Preweaned rat pups receiving high sodium intake were hypernatremic. Sodium loading of weanling rats also results in hypernatremia, although extracellular volume is not increased(30). In the present study, because animals in both groups received the same fluid intake, and body weights were not different, the increased serum sodium concentration is not due to volume contraction caused by greater water losses in the high sodium group. It is likely, therefore, that hypernatremia results from persistently enhanced renal sodium reabsorption despite the increased natriuretic response to ANP.

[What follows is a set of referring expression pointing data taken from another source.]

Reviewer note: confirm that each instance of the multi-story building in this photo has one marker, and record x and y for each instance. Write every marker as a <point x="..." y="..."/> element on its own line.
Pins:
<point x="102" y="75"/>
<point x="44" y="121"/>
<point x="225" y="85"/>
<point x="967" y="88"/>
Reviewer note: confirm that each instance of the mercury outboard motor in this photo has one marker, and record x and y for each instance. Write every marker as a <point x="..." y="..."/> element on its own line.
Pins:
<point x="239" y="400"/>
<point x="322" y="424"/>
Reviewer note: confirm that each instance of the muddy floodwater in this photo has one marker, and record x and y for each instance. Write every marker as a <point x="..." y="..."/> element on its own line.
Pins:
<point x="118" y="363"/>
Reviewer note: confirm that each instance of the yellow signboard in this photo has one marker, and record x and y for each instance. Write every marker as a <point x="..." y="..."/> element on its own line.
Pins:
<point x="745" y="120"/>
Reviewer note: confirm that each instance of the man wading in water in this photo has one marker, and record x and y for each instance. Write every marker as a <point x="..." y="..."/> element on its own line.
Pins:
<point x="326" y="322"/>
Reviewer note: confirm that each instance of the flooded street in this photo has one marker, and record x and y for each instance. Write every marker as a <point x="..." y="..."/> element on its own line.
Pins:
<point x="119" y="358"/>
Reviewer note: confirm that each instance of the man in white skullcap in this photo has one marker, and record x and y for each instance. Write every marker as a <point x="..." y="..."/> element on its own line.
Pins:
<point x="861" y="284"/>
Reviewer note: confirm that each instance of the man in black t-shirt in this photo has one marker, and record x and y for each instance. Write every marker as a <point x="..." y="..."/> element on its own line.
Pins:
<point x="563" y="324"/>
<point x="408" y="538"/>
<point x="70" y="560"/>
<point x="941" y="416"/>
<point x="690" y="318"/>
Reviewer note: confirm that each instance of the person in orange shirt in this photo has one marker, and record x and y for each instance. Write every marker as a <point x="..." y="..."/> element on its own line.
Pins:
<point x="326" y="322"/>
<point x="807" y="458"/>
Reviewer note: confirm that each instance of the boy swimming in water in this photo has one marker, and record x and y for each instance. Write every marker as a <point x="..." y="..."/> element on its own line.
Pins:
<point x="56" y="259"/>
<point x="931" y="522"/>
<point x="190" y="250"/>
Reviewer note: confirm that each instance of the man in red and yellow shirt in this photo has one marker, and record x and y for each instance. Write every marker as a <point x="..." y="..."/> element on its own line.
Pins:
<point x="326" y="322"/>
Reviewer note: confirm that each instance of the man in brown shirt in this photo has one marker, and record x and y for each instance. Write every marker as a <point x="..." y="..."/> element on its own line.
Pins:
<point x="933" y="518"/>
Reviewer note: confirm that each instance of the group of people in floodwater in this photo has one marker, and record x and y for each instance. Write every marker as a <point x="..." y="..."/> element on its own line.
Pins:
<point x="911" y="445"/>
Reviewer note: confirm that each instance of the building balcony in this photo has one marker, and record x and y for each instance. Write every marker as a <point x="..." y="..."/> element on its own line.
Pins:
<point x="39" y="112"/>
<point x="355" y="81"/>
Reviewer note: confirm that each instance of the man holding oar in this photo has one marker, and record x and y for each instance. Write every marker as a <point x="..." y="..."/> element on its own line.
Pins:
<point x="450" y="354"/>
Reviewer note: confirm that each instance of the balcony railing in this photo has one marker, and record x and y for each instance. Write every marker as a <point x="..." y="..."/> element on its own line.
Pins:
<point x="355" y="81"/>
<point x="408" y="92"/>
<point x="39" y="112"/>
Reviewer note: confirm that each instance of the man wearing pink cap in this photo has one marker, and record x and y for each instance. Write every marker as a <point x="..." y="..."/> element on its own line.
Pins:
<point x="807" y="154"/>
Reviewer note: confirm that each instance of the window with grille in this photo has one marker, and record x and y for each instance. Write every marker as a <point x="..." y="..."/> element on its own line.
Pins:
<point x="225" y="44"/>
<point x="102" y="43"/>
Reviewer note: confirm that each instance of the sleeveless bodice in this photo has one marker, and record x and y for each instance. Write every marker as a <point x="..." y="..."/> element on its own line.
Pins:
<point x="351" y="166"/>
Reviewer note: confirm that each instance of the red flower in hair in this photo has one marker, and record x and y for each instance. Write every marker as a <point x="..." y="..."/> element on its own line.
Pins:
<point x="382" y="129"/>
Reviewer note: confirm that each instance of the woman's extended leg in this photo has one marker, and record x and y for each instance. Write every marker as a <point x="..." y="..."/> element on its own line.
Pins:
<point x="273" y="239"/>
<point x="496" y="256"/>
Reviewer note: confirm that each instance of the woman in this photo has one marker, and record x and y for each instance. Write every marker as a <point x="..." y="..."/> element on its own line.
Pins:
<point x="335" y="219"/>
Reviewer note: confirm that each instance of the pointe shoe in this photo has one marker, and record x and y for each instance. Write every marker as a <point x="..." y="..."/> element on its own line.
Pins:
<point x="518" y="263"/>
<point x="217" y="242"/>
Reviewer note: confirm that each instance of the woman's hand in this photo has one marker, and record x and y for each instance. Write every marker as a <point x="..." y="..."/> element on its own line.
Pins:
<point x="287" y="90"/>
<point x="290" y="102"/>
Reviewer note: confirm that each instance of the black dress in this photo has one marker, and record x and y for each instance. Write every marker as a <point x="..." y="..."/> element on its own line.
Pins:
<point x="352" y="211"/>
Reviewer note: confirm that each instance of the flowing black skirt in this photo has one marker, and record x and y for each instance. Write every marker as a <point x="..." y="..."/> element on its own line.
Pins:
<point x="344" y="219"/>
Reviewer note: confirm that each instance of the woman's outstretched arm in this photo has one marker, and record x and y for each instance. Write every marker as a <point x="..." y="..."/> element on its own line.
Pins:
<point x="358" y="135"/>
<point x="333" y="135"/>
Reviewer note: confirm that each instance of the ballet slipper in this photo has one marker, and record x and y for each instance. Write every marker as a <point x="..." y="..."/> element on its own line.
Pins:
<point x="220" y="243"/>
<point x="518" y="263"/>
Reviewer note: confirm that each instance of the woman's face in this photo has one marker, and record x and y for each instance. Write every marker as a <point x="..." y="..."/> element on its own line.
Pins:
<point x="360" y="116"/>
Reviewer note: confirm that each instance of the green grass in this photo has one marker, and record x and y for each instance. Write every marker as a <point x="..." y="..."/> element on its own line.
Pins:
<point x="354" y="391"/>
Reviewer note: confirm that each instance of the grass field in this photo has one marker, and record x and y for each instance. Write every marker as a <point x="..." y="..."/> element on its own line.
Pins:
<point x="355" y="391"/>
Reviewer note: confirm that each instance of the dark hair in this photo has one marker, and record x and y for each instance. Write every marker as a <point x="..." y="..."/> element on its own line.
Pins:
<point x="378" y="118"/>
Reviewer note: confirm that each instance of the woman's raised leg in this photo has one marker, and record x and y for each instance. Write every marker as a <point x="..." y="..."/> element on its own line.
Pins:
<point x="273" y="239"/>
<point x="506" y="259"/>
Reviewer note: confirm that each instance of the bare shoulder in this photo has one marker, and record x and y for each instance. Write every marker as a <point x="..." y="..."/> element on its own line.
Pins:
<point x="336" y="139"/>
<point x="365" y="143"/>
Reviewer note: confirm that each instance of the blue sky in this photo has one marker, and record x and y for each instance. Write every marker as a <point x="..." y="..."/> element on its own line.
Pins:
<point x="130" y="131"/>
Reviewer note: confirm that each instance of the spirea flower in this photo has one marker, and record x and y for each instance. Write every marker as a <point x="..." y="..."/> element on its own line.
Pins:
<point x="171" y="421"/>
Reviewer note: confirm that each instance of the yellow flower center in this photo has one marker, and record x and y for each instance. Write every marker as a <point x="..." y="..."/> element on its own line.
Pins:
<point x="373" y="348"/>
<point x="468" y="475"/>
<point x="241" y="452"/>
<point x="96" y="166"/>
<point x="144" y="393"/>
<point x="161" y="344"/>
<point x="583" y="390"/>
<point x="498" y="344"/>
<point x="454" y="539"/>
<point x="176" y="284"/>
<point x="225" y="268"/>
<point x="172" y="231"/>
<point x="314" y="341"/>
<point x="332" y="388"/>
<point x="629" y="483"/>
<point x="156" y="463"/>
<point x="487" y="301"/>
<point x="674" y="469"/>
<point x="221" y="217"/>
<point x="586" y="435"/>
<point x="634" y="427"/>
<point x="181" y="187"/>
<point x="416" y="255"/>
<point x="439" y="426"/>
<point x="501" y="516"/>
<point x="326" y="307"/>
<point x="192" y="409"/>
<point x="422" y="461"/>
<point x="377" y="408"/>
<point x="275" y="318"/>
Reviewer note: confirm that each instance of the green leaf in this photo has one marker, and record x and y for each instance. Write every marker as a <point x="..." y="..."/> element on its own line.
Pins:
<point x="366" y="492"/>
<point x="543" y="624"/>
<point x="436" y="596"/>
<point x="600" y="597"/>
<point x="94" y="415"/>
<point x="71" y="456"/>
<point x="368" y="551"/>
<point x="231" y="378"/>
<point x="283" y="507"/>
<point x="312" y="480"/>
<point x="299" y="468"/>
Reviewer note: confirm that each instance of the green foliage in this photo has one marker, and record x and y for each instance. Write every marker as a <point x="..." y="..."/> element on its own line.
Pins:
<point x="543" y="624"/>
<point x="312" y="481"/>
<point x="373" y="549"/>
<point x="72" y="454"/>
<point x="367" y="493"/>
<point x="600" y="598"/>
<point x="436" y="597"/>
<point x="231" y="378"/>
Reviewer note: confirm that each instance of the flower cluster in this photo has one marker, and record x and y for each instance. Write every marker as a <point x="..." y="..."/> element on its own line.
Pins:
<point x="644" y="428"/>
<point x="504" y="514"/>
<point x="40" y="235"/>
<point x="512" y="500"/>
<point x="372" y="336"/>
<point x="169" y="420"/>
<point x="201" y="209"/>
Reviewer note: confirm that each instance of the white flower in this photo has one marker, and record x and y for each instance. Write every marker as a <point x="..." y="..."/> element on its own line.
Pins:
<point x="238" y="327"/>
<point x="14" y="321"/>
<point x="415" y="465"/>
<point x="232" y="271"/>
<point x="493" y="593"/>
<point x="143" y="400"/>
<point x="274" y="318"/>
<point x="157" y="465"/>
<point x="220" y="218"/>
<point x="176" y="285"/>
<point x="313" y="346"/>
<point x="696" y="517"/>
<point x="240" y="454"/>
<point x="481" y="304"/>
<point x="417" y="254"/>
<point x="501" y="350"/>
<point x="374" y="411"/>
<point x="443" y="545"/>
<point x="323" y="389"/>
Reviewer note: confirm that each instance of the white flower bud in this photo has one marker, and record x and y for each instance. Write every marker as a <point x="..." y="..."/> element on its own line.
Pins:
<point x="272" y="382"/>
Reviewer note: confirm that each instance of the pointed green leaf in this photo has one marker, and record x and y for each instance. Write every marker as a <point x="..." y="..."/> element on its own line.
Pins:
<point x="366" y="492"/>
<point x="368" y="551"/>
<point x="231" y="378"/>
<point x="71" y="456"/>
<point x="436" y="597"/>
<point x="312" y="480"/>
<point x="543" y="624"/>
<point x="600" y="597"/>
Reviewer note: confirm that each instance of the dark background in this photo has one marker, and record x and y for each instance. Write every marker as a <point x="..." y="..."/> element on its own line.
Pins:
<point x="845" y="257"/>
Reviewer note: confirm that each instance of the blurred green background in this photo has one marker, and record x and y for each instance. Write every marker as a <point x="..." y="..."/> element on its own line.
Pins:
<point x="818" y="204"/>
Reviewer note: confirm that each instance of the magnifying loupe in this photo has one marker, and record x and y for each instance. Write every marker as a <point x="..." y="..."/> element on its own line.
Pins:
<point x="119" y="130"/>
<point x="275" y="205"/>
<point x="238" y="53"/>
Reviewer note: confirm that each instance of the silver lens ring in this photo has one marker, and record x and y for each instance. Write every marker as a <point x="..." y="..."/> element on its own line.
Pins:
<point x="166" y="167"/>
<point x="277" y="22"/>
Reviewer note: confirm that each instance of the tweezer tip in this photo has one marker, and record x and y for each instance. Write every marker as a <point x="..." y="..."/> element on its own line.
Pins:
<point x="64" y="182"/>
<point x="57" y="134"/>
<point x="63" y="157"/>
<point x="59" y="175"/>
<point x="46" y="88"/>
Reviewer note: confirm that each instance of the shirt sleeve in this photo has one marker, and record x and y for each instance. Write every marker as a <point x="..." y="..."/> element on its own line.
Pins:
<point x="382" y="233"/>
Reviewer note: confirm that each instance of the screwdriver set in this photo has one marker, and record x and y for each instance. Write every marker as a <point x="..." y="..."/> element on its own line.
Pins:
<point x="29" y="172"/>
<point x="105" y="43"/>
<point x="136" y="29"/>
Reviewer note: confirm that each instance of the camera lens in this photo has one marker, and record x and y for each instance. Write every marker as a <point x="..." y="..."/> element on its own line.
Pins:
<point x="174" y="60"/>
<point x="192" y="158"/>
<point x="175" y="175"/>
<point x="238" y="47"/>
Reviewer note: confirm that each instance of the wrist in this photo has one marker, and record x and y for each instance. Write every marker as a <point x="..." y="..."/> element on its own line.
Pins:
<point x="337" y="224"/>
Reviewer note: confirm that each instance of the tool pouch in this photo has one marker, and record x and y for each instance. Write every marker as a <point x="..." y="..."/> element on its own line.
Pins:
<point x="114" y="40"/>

In summary, inhibition of ANP C-receptors increased plasma ANP concentration in normal and sodium-loaded neonatal rats. The elevation in plasma ANP concentration did not affect urine flow, sodium excretion, or urinary cGMP excretion in rat pups receiving a normal intake. However, in animals receiving a high sodium diet, the increased plasma ANP levels due to C-receptor inhibition were associated with a transient diuresis, sustained natriuresis, and increased urinary cGMP excretion. In addition, glomeruli isolated from rat pups receiving high sodium intake released greater amounts of cGMP after stimulation with ANP. It is likely that the greater renal response to ANP resulting from sodium loading contributes to the enhanced diuretic and natriuretic response to acute volume expansion reported by us previously in similarly treated preweaned rat pups(9). Additional studies will be required to elucidate the regulatory mechanisms underlying this response to dietary sodium. Because previous studies failed to show any effect of sodium or cGMP on binding characteristics of the GC-A receptor(17, 32, 33), a postreceptor effect is likely.